Today was a bad day :(
Daddy called me and he sounded just fine asking me to come over. On the way I got the feeling that thing's were not ok so I called the AL and was talking to the nurse but she had to let me go due to someone needing her right then.
I went on ahead to the AL and when I got there I went into the office to let one of the ladies know I was there and I had a feeling that dad was upset.
I thought I'd try to calm him down, sit with him for awhile like I did the other day when all went well. It didn't go that way this time. He told me to get him out right now and not to let anyone talk me out of it. I told him I'd have to go talk to them and took out the door. Well, he took out right after me and I headed straight for the nurses station good thing cause most of the workers were there and one of the guy's.
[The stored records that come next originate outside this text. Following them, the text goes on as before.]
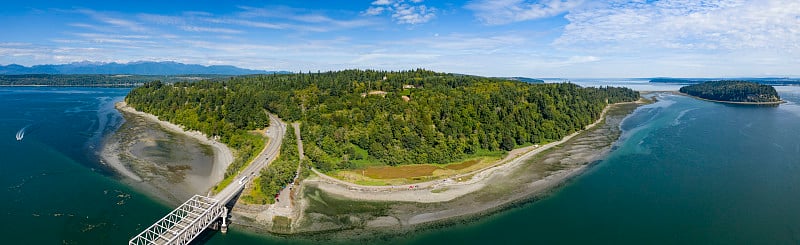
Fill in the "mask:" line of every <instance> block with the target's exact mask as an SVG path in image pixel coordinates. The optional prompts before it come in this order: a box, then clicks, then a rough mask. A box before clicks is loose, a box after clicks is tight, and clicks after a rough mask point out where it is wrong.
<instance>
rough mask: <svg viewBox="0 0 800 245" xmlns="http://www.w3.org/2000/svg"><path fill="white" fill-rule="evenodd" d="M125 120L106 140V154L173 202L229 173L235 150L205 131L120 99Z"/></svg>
mask: <svg viewBox="0 0 800 245" xmlns="http://www.w3.org/2000/svg"><path fill="white" fill-rule="evenodd" d="M116 107H117V109H118V110H119V111H120V112H122V114H123V117H124V118H125V123H124V124H123V125H122V126H121V127H120V128H119V129H118V130H117V132H115V133H114V134H113V135H112V136H110V137H108V138H107V139H106V141H105V144H104V147H103V150H102V152H101V154H100V155H101V158H102V160H103V163H104V164H107V165H108V166H109V167H111V168H112V169H114V170H116V172H117V173H119V174H120V175H121V176H122V177H123V180H124V181H126V182H129V184H131V185H133V186H134V187H137V188H140V189H143V190H144V191H146V192H147V193H151V194H152V195H154V196H155V197H157V198H158V199H160V200H162V201H165V202H167V203H169V204H180V203H182V202H184V201H185V200H186V199H188V198H189V197H191V196H192V195H195V194H199V195H205V194H207V193H208V191H209V190H210V189H211V188H213V186H214V185H216V184H217V183H218V182H219V181H220V180H222V178H223V177H224V174H225V170H226V168H227V167H228V165H229V164H230V163H231V162H232V161H233V153H232V152H231V151H230V149H228V147H227V146H225V145H224V144H222V143H219V142H214V141H212V140H209V139H208V138H207V137H206V136H205V135H203V134H202V133H199V132H186V131H184V130H183V129H182V128H181V127H179V126H177V125H174V124H171V123H168V122H164V121H161V120H158V119H157V117H155V116H153V115H150V114H146V113H143V112H139V111H136V110H135V109H133V108H131V107H129V106H127V105H126V104H125V103H124V102H120V103H117V105H116Z"/></svg>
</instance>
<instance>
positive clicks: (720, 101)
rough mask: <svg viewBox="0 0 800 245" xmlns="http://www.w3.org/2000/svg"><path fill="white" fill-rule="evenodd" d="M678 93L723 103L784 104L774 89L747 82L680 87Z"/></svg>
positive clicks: (777, 93) (713, 81)
mask: <svg viewBox="0 0 800 245" xmlns="http://www.w3.org/2000/svg"><path fill="white" fill-rule="evenodd" d="M680 92H681V93H684V94H687V95H690V96H693V97H697V98H700V99H704V100H710V101H715V102H723V103H734V104H755V105H777V104H780V103H783V102H784V101H783V100H781V97H780V96H779V95H778V92H777V91H775V88H774V87H772V86H769V85H763V84H758V83H754V82H747V81H709V82H704V83H700V84H695V85H689V86H684V87H681V89H680Z"/></svg>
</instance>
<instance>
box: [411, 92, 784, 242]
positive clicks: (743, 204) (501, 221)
mask: <svg viewBox="0 0 800 245" xmlns="http://www.w3.org/2000/svg"><path fill="white" fill-rule="evenodd" d="M778 90H779V92H780V95H781V96H782V97H783V98H784V99H785V100H787V101H789V102H788V103H786V104H783V105H780V106H779V107H757V106H742V105H728V104H720V103H712V102H705V101H699V100H695V99H691V98H687V97H683V96H677V95H672V94H657V98H658V99H659V102H658V103H655V104H651V105H647V106H643V107H640V108H639V109H637V111H635V112H634V113H633V114H632V115H631V116H629V117H628V118H627V119H626V121H624V122H623V124H622V128H623V130H624V133H623V136H622V137H621V139H620V141H619V142H617V144H616V146H615V147H616V150H614V151H613V152H612V153H611V154H610V155H609V156H608V157H607V158H606V159H605V160H603V161H602V162H600V163H599V164H597V165H596V166H594V167H593V168H591V169H590V170H589V171H588V172H587V173H585V174H584V175H582V176H580V177H579V178H577V179H574V180H573V181H571V182H570V183H569V184H567V185H565V186H564V187H563V188H561V189H560V190H558V191H557V192H555V193H554V194H552V195H551V196H549V197H548V198H545V199H543V200H541V201H537V202H534V203H530V204H527V205H524V206H522V207H520V208H516V209H513V210H509V211H506V212H502V213H500V214H497V215H493V216H491V217H488V218H486V219H483V220H481V221H478V222H475V223H471V224H467V225H458V226H454V227H451V228H447V229H443V230H435V231H429V232H424V233H422V234H420V235H418V236H416V237H414V238H411V240H407V241H403V243H411V244H441V243H445V242H446V243H453V244H485V243H497V244H798V243H800V212H798V207H800V106H799V105H798V104H797V102H798V101H800V88H798V87H779V88H778Z"/></svg>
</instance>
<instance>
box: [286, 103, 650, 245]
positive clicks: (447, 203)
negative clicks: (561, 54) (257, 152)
mask: <svg viewBox="0 0 800 245" xmlns="http://www.w3.org/2000/svg"><path fill="white" fill-rule="evenodd" d="M638 106H639V104H632V103H631V104H620V105H615V106H613V107H611V108H609V111H608V113H607V115H606V117H604V118H603V119H602V121H601V122H600V123H599V124H597V126H596V127H595V128H593V129H590V130H586V131H583V132H580V133H579V134H577V135H575V136H573V137H571V138H568V139H565V140H564V142H559V143H560V144H556V145H552V146H550V147H548V148H549V149H546V150H545V149H542V150H541V151H538V150H537V151H536V152H535V153H530V152H529V153H530V154H524V155H523V156H521V157H518V158H515V159H514V160H512V161H510V162H507V163H505V164H502V165H499V166H495V167H492V168H490V169H489V170H485V171H481V172H479V173H475V174H474V175H471V176H466V177H465V178H469V179H466V180H462V181H461V182H459V181H453V183H448V184H443V185H439V186H432V187H430V188H420V189H417V190H411V191H408V190H404V191H391V190H363V189H359V188H352V187H350V188H348V187H346V186H344V187H342V185H340V184H339V183H332V182H329V181H328V180H326V179H323V178H321V177H313V176H312V177H310V178H309V179H307V180H305V181H304V182H303V185H301V188H302V189H303V190H302V193H303V195H299V196H300V197H301V198H300V199H299V200H298V203H299V205H298V206H299V207H301V208H302V209H303V215H302V217H301V218H300V219H299V220H296V221H294V222H293V223H292V232H293V233H319V232H323V233H322V235H319V234H318V236H323V237H325V238H323V239H329V238H331V237H333V238H334V239H337V238H341V239H346V240H351V239H353V238H354V237H356V239H358V238H359V237H361V238H363V237H373V235H371V234H373V233H375V234H378V233H380V234H398V233H402V232H410V231H413V230H414V229H420V227H423V228H424V227H429V226H431V225H436V224H439V223H442V222H444V223H448V222H459V221H458V220H465V219H467V220H468V219H472V218H474V217H482V216H484V215H486V214H489V213H493V212H498V211H501V210H504V209H505V208H507V207H508V206H513V205H517V204H518V203H524V202H528V201H529V200H535V199H537V198H541V196H544V195H547V194H548V193H550V192H551V191H552V190H554V189H556V188H557V187H559V186H561V185H563V184H565V183H567V182H568V181H569V180H570V179H572V178H574V177H576V176H578V175H580V174H581V173H583V172H584V171H585V170H586V169H587V168H588V166H590V165H591V164H592V163H594V162H596V161H598V160H600V159H602V157H604V156H605V154H607V153H608V152H609V151H610V150H611V146H612V145H613V144H614V142H616V140H617V138H618V137H619V135H620V132H621V130H620V129H619V124H620V123H621V121H622V120H623V119H624V118H625V117H626V116H627V115H628V114H630V113H631V112H632V111H633V110H634V109H635V108H636V107H638ZM542 148H545V147H542ZM510 155H511V154H510ZM472 179H474V182H473V180H472ZM445 182H447V181H445ZM332 230H342V231H337V232H327V233H324V231H332Z"/></svg>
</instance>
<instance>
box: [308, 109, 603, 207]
mask: <svg viewBox="0 0 800 245" xmlns="http://www.w3.org/2000/svg"><path fill="white" fill-rule="evenodd" d="M611 106H613V105H609V106H607V107H606V108H604V109H603V111H602V112H601V114H600V118H599V119H597V120H596V121H595V122H594V123H592V124H590V125H587V126H586V127H585V128H584V130H582V131H578V132H575V133H572V134H570V135H568V136H566V137H564V138H562V139H561V140H559V141H555V142H551V143H548V144H545V145H541V146H540V145H533V146H528V147H523V148H518V149H514V150H512V151H510V152H509V153H508V155H507V156H506V157H505V158H504V159H502V160H500V161H498V162H497V163H495V164H493V165H492V166H489V167H486V168H483V169H479V170H476V171H472V172H469V173H465V174H460V175H457V176H454V177H451V178H448V179H444V180H434V181H427V182H420V183H414V184H413V186H414V188H408V186H364V185H358V184H354V183H350V182H346V181H342V180H339V179H336V178H333V177H330V176H328V175H325V174H323V173H320V172H319V171H317V170H314V169H312V171H313V172H314V174H316V175H317V176H318V178H311V179H308V180H306V181H308V182H310V183H314V184H315V185H316V187H317V188H319V189H320V190H323V191H325V192H328V193H331V194H335V195H339V196H343V197H346V198H350V199H356V200H367V201H396V202H420V203H433V202H446V201H450V200H453V199H455V198H457V197H460V196H463V195H465V194H469V193H472V192H475V191H477V190H480V189H482V188H484V187H485V186H486V185H488V184H491V183H490V181H489V179H490V177H492V176H494V175H497V174H502V173H508V172H510V171H513V170H514V169H516V167H518V166H519V164H522V163H524V162H525V161H527V160H528V159H530V158H531V157H533V156H535V155H536V154H539V153H541V152H544V151H546V150H548V149H551V148H553V147H556V146H559V145H561V144H563V143H564V142H567V141H569V140H570V139H572V138H574V137H575V136H577V135H579V134H581V133H583V132H584V131H585V130H588V129H591V128H593V127H595V126H596V125H597V124H599V123H600V122H602V121H603V120H605V115H606V113H607V112H608V110H609V108H610V107H611ZM581 169H582V168H581V167H578V168H574V169H565V170H562V171H559V172H557V173H553V174H552V175H550V176H548V177H547V178H544V179H541V180H539V181H536V182H535V183H534V184H533V185H534V186H533V187H537V186H551V185H552V182H561V181H563V180H564V179H566V178H569V177H570V176H573V175H574V174H575V173H576V172H579V171H580V170H581ZM441 190H446V191H441Z"/></svg>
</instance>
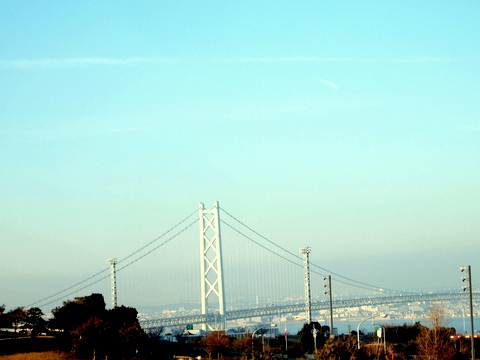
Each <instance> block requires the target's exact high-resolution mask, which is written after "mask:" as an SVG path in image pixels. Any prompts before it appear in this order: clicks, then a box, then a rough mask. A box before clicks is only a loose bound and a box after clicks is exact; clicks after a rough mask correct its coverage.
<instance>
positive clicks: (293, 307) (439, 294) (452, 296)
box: [140, 293, 480, 329]
mask: <svg viewBox="0 0 480 360" xmlns="http://www.w3.org/2000/svg"><path fill="white" fill-rule="evenodd" d="M472 296H473V299H474V300H477V301H478V300H480V293H473V294H472ZM457 300H465V301H468V294H466V293H448V294H418V295H399V296H381V297H372V298H362V299H349V300H335V301H333V302H332V305H333V308H334V309H338V308H349V307H355V306H362V305H388V304H398V303H416V302H432V301H457ZM328 309H330V302H327V301H323V302H313V303H312V310H328ZM302 312H305V304H293V305H279V306H267V307H262V308H254V309H243V310H230V311H228V312H227V313H226V314H225V318H226V319H227V320H236V319H246V318H250V317H258V316H269V315H272V316H273V315H279V314H290V313H302ZM216 317H218V314H207V315H187V316H178V317H169V318H161V319H155V320H141V321H140V325H141V326H142V328H144V329H153V328H157V327H161V326H166V327H168V326H177V325H186V324H202V323H206V322H210V323H213V322H215V320H216ZM218 320H220V318H218Z"/></svg>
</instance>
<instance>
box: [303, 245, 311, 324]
mask: <svg viewBox="0 0 480 360" xmlns="http://www.w3.org/2000/svg"><path fill="white" fill-rule="evenodd" d="M311 251H312V249H311V248H310V246H307V247H303V248H301V249H300V254H303V267H304V270H305V321H306V322H307V324H310V323H311V322H312V297H311V294H310V261H309V254H310V252H311Z"/></svg>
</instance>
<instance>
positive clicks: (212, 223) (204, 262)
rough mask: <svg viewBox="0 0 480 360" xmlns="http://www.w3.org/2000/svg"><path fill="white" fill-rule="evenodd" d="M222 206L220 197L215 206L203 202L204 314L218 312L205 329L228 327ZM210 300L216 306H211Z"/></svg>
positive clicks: (201, 249) (201, 230) (203, 276)
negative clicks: (208, 207) (227, 324)
mask: <svg viewBox="0 0 480 360" xmlns="http://www.w3.org/2000/svg"><path fill="white" fill-rule="evenodd" d="M218 208H219V206H218V201H216V202H215V203H214V205H213V209H205V208H204V206H203V204H202V203H200V204H199V220H200V221H199V223H200V256H201V259H200V264H201V277H202V279H201V292H202V294H201V295H202V314H204V315H207V314H208V312H209V310H210V311H211V310H213V311H214V314H215V321H214V322H210V323H205V324H203V325H202V328H203V330H220V329H224V328H225V322H226V319H225V293H224V291H223V265H222V247H221V240H220V217H219V214H218ZM209 303H210V305H211V307H213V309H211V308H210V309H209ZM215 307H216V308H215Z"/></svg>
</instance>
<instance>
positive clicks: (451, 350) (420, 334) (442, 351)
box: [416, 306, 457, 360]
mask: <svg viewBox="0 0 480 360" xmlns="http://www.w3.org/2000/svg"><path fill="white" fill-rule="evenodd" d="M430 317H431V326H430V327H426V326H422V327H421V329H420V332H419V334H418V337H417V341H416V343H417V346H418V355H421V356H424V357H425V359H427V360H450V359H453V358H454V357H455V355H456V354H457V349H456V348H455V344H454V343H453V342H452V341H451V340H450V335H454V334H455V330H454V329H452V328H447V327H446V326H445V325H446V322H445V317H444V309H443V308H442V307H440V306H432V307H431V308H430Z"/></svg>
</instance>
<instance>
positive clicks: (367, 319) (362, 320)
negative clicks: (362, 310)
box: [357, 314, 388, 350]
mask: <svg viewBox="0 0 480 360" xmlns="http://www.w3.org/2000/svg"><path fill="white" fill-rule="evenodd" d="M387 316H388V315H387V314H383V315H380V317H382V318H386V317H387ZM376 317H377V316H370V317H368V318H366V319H363V320H362V321H360V323H359V324H358V325H357V347H358V349H359V350H360V326H361V325H362V324H363V323H364V322H365V321H367V320H372V319H375V318H376Z"/></svg>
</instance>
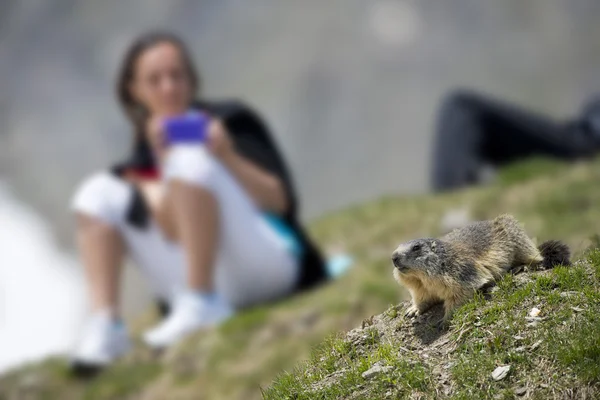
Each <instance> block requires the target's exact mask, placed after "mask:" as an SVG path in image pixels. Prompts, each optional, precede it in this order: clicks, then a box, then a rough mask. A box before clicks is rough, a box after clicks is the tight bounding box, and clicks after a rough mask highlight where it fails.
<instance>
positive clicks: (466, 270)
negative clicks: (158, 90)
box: [392, 214, 571, 322]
I told them dad was real upset and wanting to leave now. Come to find out he had been taking to get them to call for an ambulance to take him to the hospital cause he was having chest pains. He has been doing this every few days trying to get out.
They got him into the nurses room and I took out of there like a rabbit with a wolf on her tail.
I don't know how in the world I'm going to get him to the doctor's office for them to check his pacemaker.
They don't give him credit for being smart. He may seem fine but inside his head he's thinking of a way to escape. The appointment is 4 weeks away but I still don't think this is going to long enough for him to settle in or down, he's a very strong headed man.
I don't know how anyone can hold up to all this, I don't know how I can hang in there. I've been through a lot in my life time but this just maybe the hardest of all. It's one thing when you can talk sense into someone but another when their like this.
I did take dad some snacks and I do have to watch what he eats due to congestive heart failure, has to be no salt or very low and that's but another battle what to get him that he'll eat.
What's bad is that I'm having flash backs of when I was young dad had a very bad temper. He would get mad at the least little thing and break things and yell. He choked my mom once in front of us, we yelled at him to stop and he chained me up to my bed casue he was mad at me, I was 13. I don't deal with his temper very well.